Mevrouw Smulders schreef mevrouw Veeneman in Son op 22 augustus 1945 vanuit Middelbeers een brief, waarin ze o.a. meedeelde:
"Mijn man, Zus [= A.W.M. Veeneman-Winters], moet bij een transport geweest zijn vanuit Buchenwald naar Dachau van plm. 12000 man, waarvan er plm. 500, (zeer verzwakt) in Dachau, na 19 dagen zijn aangekomen. Deze arme stakkerds zijn met een bete broods en 5 aardappelen op stap gegaan en hebben onderweg niets meer gekregen." Burgemeester Jan Smulders is op 20 april 1945 even buiten concentratiekamp Flossenbürg, een kleine 100 kilometer noordelijk van de Beierse stad Regensburg, om het leven gebracht.
Zoals uit het verslag van Manders blijkt, bewaarde de schrijver goede herinneringen aan bakker Willy Houwen uit Helden-Panningen. De Limburger verlichtte het leven van de Leendse burgemeester, nadat Manders als enige van zijn collega’s op 'Klinker” was achtergebleven. Houwen had in de illegaliteit als hoofd van de Luchtbeschermingsdienst te Helden en leider van een knokploeg ook samengewerkt met drs. J .L. Moonen ('Ome Leo”), de in concentratiekamp Bergen-Belsen bezweken secretaris van de Roermondse bisschop, die in het vorige deel al ter sprake kwam. De Limburgse bakker was op 25 april 1944 in de Roermondse Weerd gearresteerd, uiteindelijk in Vught opgesloten en ter dood veroordeeld. Vermoedelijk is iemand uit Rotterdam in zijn plaats terechtgesteld. Deze Rotterdammer verbleef in de cel waar Houwen eerder in had gezeten. De kleren die de bakker er had achtergelaten, werden na de terechtstelling naar Houwens ouders in Helden gestuurd; het Rode Kruis had de dood van hun zoon bevestigd.

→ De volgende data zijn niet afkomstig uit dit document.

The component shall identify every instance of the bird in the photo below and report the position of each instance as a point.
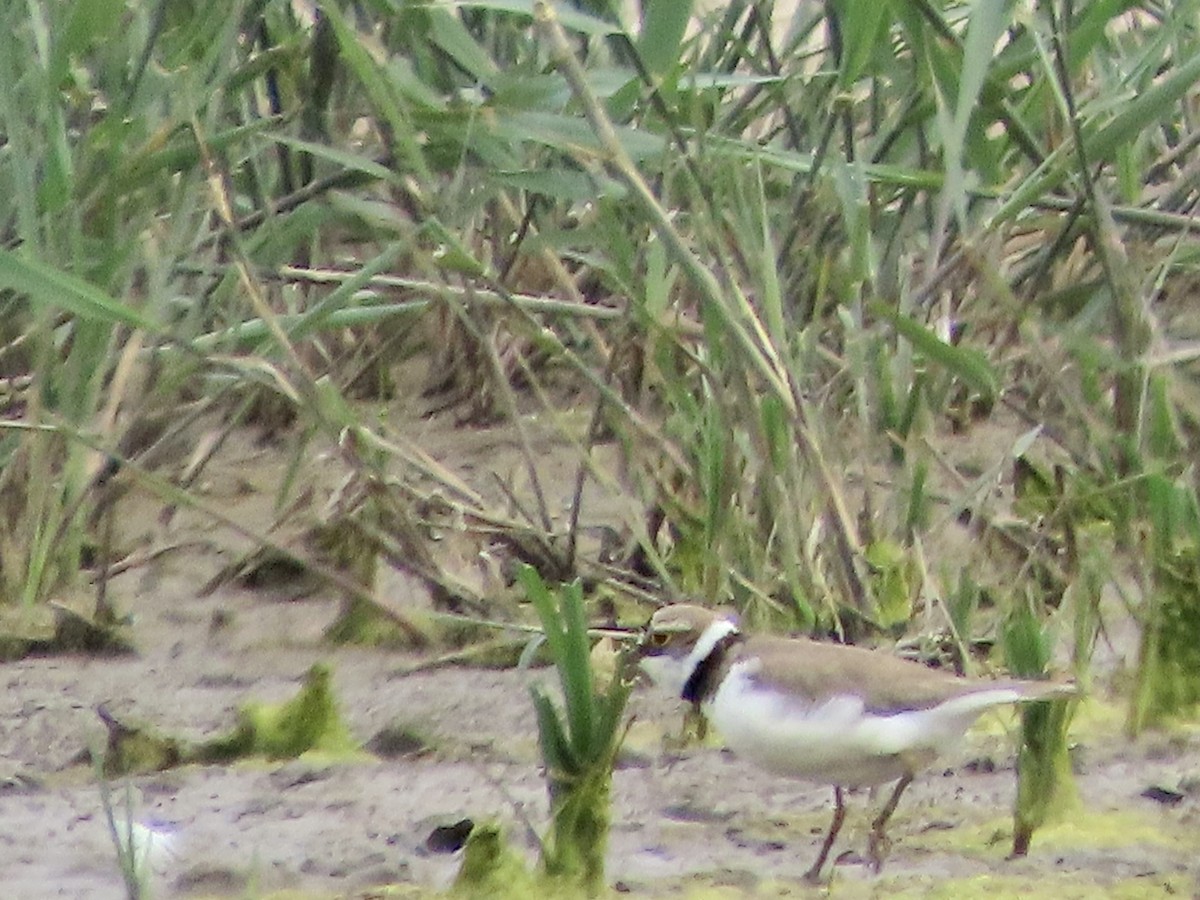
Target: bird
(825, 713)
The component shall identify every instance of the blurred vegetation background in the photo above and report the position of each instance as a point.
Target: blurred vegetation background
(886, 310)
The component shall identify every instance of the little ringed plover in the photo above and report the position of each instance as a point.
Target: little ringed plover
(827, 713)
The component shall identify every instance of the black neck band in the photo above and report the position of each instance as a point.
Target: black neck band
(702, 679)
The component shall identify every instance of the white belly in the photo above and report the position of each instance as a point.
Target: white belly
(837, 741)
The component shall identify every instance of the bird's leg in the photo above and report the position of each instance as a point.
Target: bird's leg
(877, 845)
(839, 815)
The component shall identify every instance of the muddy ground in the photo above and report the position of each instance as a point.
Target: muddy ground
(695, 823)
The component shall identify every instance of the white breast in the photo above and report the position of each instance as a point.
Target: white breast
(837, 741)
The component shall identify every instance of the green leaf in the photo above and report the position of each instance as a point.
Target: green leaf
(965, 363)
(47, 286)
(664, 23)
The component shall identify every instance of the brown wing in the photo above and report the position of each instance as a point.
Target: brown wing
(885, 683)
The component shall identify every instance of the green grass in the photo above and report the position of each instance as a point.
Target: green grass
(886, 307)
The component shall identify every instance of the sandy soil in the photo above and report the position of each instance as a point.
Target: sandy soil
(694, 823)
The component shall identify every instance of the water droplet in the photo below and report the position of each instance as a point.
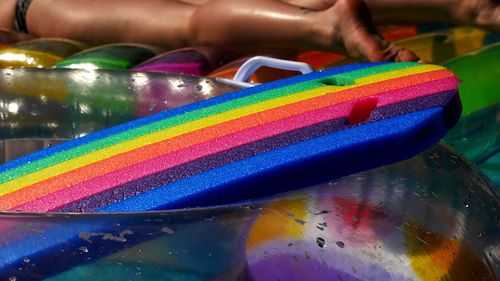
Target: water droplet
(167, 230)
(320, 242)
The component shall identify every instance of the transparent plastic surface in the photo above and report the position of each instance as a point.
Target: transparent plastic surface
(479, 73)
(44, 52)
(112, 56)
(433, 217)
(66, 103)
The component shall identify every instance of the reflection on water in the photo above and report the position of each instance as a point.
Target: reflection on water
(433, 217)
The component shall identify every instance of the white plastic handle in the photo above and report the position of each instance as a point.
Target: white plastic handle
(250, 66)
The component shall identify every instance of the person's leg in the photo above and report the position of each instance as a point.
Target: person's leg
(257, 24)
(7, 10)
(226, 24)
(155, 22)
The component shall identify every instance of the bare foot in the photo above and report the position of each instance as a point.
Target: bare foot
(482, 13)
(353, 26)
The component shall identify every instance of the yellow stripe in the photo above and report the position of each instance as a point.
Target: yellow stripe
(172, 132)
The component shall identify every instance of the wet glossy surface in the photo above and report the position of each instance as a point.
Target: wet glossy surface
(114, 56)
(191, 61)
(433, 217)
(65, 103)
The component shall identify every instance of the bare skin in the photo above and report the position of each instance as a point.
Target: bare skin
(249, 25)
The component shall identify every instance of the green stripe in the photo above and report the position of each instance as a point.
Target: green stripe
(188, 117)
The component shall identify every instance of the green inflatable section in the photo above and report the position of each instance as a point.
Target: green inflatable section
(480, 75)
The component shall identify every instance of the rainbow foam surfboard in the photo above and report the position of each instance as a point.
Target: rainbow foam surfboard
(249, 143)
(254, 142)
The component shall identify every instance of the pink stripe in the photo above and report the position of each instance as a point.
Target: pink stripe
(164, 162)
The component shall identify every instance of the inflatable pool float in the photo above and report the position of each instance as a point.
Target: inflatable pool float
(192, 61)
(113, 56)
(67, 103)
(44, 52)
(477, 135)
(431, 217)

Op 26 april 1945 was Sachsenhausen ijlings ontruimd omdat de Russen in aantocht waren. De SS’ers hoopten de Oostzee en Zweden te bereiken, en met de gevangenen als gijzelaars een veilige aftocht te kunnen afdwingen. Van de 30.000 man die vertrokken, werden velen onderweg doodgeschoten, ook stierven velen van honger en kou. Door het spoor van lijken te volgen, haalden Rode-Kruiswagens de trieste karavaan, waar Houwen deel Van uitmaakte, op de zevende dag in. Toen de gevangenen in de buurt van de stad Schwerin door de Russen werden ontzet, waren er nog 12.000 levenden over. Op 6 juni 1945 keerde de doodgewaande Limburgse bakker Wiel Houwen, Manders’ kampgenoot op ”Klinker', in Helden terug.
De tanks van de Sovjet-maarschalk G. Zjoekow stonden op 12 februari 1945 bij Küstrin aan de rivier de Oder op 100 kilometer oostelijk van Berlijn. Buitencommando ”Klinker” werd ontruimd en via Sachsen-hausen werd Manders in een goederenwagen naar het volgende kamp vervoerd. De bestemming bleek Bergen-Belsen, zo’n 50 kilometer ten noorden van de Nedersaksische hoofdstad Hannover. Het kamp is bij velen bekend geworden als de plaats waar de joodse zussen Anne en Margot Frank gestorven zijn, nadat ze er tyfus hadden opgelopen; Anne Frank stierf in maart 1945, kort na haar zus Margot.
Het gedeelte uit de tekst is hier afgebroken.